Pero gracias a él, otro Pacino tendría un padre. Él le había salvado.
Dejó caer las manos, entre las rodillas, sin fuerzas ahora. Por qué la tinta se había borrado era un enigma al que ni siquiera Amelia, con todos sus libros y teorías e intelecto sagaz, había sabido darle una respuesta. Ahora, fugazmente, en mitad de la oscuridad de la cocina y con la mano de un compañero de otro siglo apoyada en el hombro, se le pasó por la cabeza que podía ser una señal. Lo había salvado, aunque no pudiese disfrutarlo, y tal vez era el momento de aflojarlo.
―Ve a dormir, Pacino, lo necesitas ―le aconsejó Alonso, sin moverse al hacerlo.
El policía asintió, un poco pero conforme.
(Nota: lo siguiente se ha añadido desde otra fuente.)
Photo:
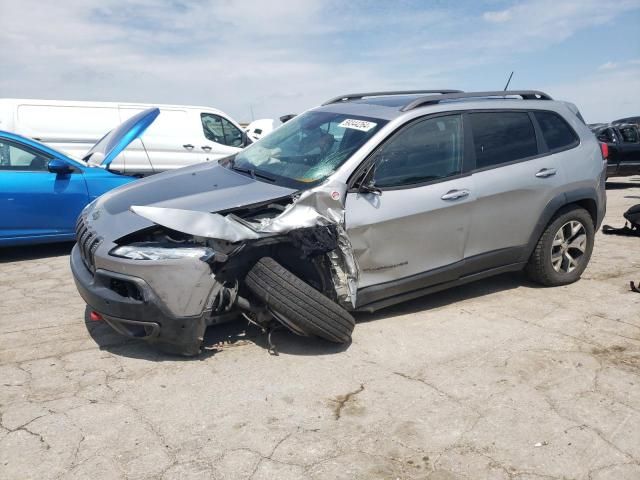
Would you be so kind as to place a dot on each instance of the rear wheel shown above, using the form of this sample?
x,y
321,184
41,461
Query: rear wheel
x,y
564,249
299,306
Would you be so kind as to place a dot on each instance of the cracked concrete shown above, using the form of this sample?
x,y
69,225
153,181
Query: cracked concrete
x,y
495,380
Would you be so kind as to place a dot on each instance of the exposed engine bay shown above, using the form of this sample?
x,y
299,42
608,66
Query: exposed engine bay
x,y
305,234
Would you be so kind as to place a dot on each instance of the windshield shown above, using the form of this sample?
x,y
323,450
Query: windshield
x,y
306,149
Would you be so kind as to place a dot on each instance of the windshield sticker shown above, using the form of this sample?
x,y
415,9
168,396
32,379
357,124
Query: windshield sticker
x,y
361,125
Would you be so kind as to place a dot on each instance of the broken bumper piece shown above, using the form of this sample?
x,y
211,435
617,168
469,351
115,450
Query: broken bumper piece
x,y
132,308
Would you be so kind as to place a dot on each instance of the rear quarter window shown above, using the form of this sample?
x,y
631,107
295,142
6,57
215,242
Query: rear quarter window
x,y
556,131
502,137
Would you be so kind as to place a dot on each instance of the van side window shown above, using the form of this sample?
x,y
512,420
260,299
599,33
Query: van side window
x,y
232,134
220,130
555,130
629,134
502,137
427,150
15,158
212,127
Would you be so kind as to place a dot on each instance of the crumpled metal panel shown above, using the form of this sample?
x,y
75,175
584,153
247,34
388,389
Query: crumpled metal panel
x,y
201,224
322,205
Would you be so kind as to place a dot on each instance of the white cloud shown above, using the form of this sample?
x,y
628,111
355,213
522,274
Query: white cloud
x,y
278,56
603,96
608,66
498,16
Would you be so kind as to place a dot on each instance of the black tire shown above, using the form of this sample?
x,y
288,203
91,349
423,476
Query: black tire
x,y
540,268
300,304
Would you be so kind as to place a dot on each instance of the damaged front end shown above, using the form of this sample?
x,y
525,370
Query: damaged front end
x,y
304,233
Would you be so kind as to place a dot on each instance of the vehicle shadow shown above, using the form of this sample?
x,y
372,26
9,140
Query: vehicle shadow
x,y
630,183
221,338
34,252
499,283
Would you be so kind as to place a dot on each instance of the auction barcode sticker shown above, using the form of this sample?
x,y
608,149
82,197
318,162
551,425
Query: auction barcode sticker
x,y
361,125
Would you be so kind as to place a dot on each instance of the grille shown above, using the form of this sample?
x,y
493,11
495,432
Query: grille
x,y
88,242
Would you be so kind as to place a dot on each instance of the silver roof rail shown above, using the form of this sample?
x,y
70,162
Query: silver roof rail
x,y
434,99
359,96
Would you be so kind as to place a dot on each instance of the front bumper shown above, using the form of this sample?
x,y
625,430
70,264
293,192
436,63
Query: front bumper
x,y
133,308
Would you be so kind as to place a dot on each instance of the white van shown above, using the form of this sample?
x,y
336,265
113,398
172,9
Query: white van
x,y
181,135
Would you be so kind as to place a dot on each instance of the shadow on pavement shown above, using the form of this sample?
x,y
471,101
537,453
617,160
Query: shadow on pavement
x,y
33,252
630,183
238,333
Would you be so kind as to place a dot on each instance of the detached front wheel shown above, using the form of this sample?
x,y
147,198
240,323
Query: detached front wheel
x,y
299,306
564,249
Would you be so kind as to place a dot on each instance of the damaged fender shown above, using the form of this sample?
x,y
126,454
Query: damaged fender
x,y
319,206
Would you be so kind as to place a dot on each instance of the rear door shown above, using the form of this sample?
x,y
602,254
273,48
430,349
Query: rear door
x,y
419,221
34,201
629,151
515,176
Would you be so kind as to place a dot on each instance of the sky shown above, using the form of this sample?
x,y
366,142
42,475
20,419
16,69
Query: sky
x,y
267,58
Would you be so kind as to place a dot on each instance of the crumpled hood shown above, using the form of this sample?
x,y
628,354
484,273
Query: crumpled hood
x,y
206,187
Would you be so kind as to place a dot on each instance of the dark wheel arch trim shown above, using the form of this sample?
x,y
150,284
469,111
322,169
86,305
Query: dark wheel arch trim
x,y
586,198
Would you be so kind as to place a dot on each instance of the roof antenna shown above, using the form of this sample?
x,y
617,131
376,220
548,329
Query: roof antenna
x,y
508,82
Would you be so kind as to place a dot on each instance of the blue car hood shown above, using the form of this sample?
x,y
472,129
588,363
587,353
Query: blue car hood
x,y
114,142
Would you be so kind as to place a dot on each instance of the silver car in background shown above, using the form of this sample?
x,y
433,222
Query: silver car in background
x,y
366,201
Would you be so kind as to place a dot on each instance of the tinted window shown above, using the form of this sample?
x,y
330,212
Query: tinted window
x,y
212,128
556,132
428,150
629,134
220,130
232,134
14,157
502,137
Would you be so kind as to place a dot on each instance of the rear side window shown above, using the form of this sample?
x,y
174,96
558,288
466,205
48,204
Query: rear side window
x,y
555,130
502,137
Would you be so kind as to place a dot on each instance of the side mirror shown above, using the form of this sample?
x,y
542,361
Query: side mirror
x,y
368,185
59,167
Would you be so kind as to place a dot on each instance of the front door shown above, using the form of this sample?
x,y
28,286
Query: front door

Alonso tenía razón. No podía pasarse la mitad de las noches en vela.
Se levantó arrastrándose de la silla y se giró hacia el otro hombre. Éste seguía mirándole con la misma intensidad y profundidad, las que le caracterizaban pasase lo que pasase.
―Gracias, Alonso ―susurró Pacino. Su cabeza aún era un lío de cabos sueltos, de futuros reescritos y paradojas alternativas; tenía mucho que ordenar pero algo había cambiado ahora mismo.
―No ha sido nada ―le devolvió el soldado. Todo por un compañero.
Siguiendo su instinto en mitad de la noche Pacino acortó la distancia y le rodeó abrazándole, palmeándole la espalda.
―Gracias ―repitió de nuevo, en voz baja pero más que suficiente a aquella distancia y más a oscuras.
Alonso no dijo nada esta vez pero Pacino le notó asentir y devolverle el abrazo antes de soltarse.
―A dormir, hora de la piltra ―declaró.
Mañana sería, con seguridad, otro día movido en el Ministerio, como todos los demás.
Se despidieron en el pasillo, cada uno entrando a su habitación y mientras se tapaba con las mantas y cerraba los ojos, sus dedos no intentaron buscar la piel de su muñeca, una de las más finas del cuerpo y en las que más duele tatuar.
Tenía mucho que pensar pero ahora se echó a dormir mientras en la habitación de al lado descansaba Alonso. Las horas que les quedase de noche por hoy.